The body building experience helped me understand Rajeev’s meaning when he told me that the Katkari are strong. Thin and wiry, Rajeev was a bicyclist as a youth, before the highways outside of Mumbai became too dangerous to cycle, and still carries himself with the grace of a long distance athlete. While at a workshop I was facilitating we challenged each other at ping pong during breaks and he told me the story of how the Katkari were the brick makers of Maharastra. Katkari men and women carry loads of 50 kilos or more on their heads, stacking bricks to be fired or loading them onto trucks for transport. They have literally formed with their own hands the majority of the bricks making up Mumbai’s towering structures, modest middle-class homes, and vast slum communities. Later, I witnessed the brick-making effort along with other miraculous physical acts of this remarkable people. “How is this possible?“ I thought as I watched a old man threshing rice vigorously non-stop for fifteen minutes. “What joy there is in this feat!” I exclaimed as several youth walked up and down a rough track in the village on home-made stilts, bearfoot and laughing.
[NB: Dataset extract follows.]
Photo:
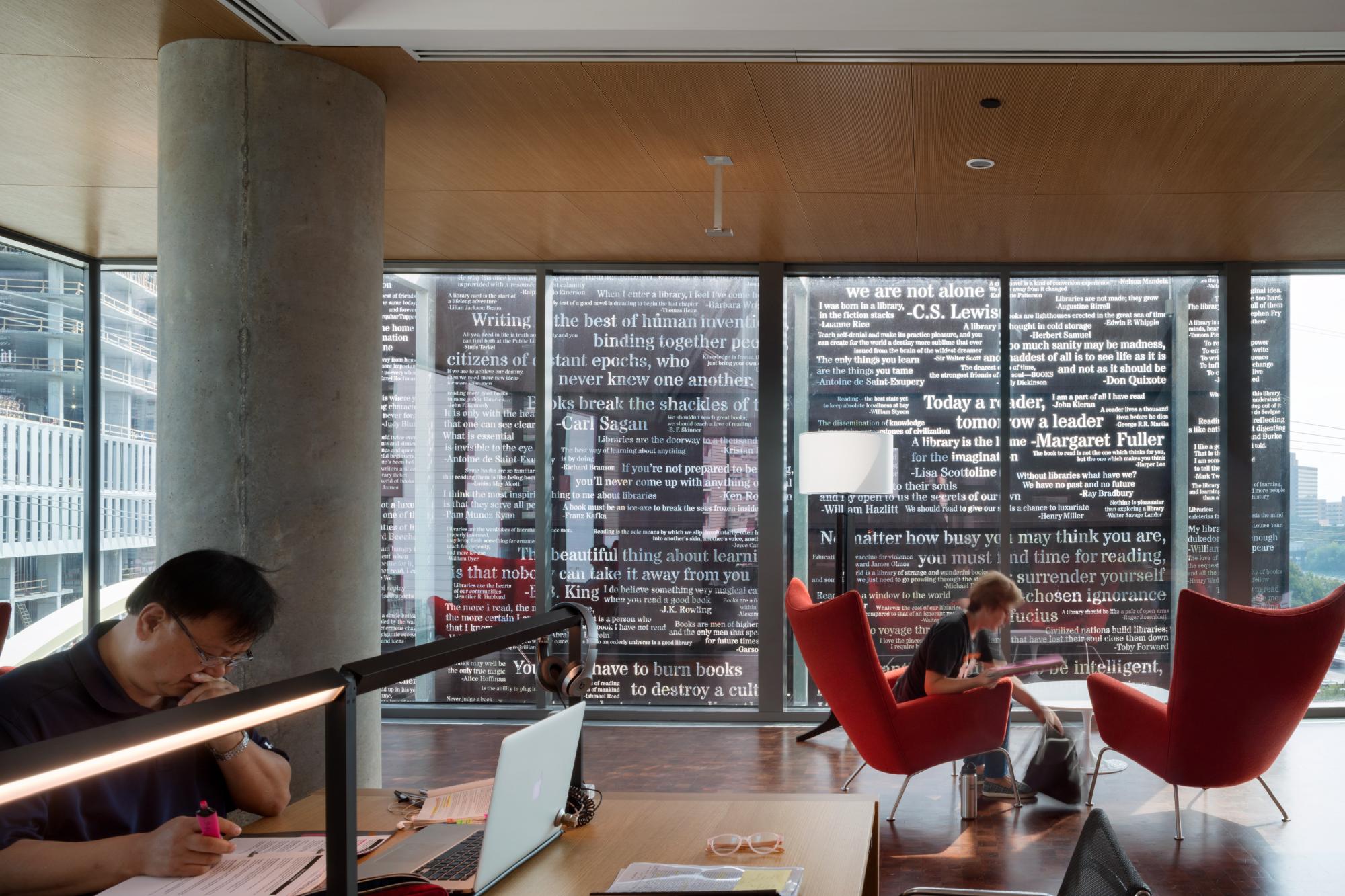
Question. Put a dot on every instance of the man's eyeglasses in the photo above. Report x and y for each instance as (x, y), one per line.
(206, 659)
The Katkari attribute their strength and long life, qualities well-known among the farming castes of Maharashtra, to the consumption of rodents. They are one of only a few tribal groups in India that eat the Little Indian Field Mouse (Mus booduga), the Servant Mouse (Mus famulus), the Black Rat (Rattus rattus), the Brown Rat (Rattus norvegicus) and the Greater or Indian Bandicoot (Bandictoa indica). Landholding agriculturalists hire them to clear infestations in their fields and fill the burrows with mud to close channels that siphon water from the paddy fields. The collective hunt starts by burning dried cow dung and hay inside one of the burrow openings and clubbing the rodents as they rush out of other burrows. As some animals die of suffocation in the burrows, the Katkari dig to collect the dead rodents along with panicles of paddy that have been collected and stored by the rodents. They can get as much as 12 kilos of grain from a single hunt. Smaller rodents are roasted immediately and eaten in the field while the larger adults are taken home, roasted, cooked in the form of curry and eaten with rice or bread. The rodent’s intestines and liver are cooked separately with salt and turmeric and consumed as a tonic for stomach ache.
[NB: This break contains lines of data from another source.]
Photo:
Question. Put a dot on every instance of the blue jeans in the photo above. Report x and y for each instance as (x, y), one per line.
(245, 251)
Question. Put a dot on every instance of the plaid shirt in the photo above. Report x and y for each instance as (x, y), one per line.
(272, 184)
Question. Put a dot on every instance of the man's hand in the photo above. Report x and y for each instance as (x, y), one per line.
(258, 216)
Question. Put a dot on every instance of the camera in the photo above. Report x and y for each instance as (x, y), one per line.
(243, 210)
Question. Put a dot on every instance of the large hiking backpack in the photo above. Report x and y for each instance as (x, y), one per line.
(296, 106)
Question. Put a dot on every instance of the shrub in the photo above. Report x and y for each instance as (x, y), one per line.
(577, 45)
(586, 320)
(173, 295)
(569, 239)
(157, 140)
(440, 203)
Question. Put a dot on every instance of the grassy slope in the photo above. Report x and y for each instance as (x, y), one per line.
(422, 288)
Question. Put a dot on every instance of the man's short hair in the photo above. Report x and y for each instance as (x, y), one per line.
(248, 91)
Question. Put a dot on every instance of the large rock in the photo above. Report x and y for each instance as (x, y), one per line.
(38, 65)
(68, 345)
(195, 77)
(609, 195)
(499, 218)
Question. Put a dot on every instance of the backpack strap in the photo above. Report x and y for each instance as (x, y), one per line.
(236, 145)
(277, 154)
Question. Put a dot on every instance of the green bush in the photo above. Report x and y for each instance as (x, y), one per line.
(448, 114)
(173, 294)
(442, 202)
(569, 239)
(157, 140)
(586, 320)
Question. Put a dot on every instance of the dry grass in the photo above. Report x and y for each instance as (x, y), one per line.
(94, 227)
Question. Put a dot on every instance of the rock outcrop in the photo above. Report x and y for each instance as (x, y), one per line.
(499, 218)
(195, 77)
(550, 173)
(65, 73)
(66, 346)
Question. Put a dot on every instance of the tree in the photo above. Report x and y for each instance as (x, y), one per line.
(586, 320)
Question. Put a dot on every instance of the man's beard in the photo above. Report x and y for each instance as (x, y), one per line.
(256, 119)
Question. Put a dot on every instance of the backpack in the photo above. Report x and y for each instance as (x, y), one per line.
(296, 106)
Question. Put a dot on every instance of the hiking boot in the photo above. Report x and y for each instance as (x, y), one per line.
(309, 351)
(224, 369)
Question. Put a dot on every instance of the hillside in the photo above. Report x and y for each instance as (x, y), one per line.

In October or November, after crops are harvested, the Katkari celebrate the Undir Navmi, a Hindu festival dedicated to the rodent. Along with their food habits, it sets them apart from all other caste communities in rural Maharashtra, to such an extent they have no standing in any village hierarchy. They are excluded from the community utterly, putting them in a position even more vulnerable than the lowest castes and other tribal groups who have some form of membership in the village system. Exploitation and subjugation of the Katkari can occur with impunity, leaving them exposed to the risk of eviction even from their own homes and hamlets.

Research with marginalized communities is the weft and warp of my professional life. Through the Katkari, however, I came to understand racism and the evils of modern day slavery in a way that changed me at an energetic level. It filled me with a determination to tell their story and do everything I could to help them fight their oppressors.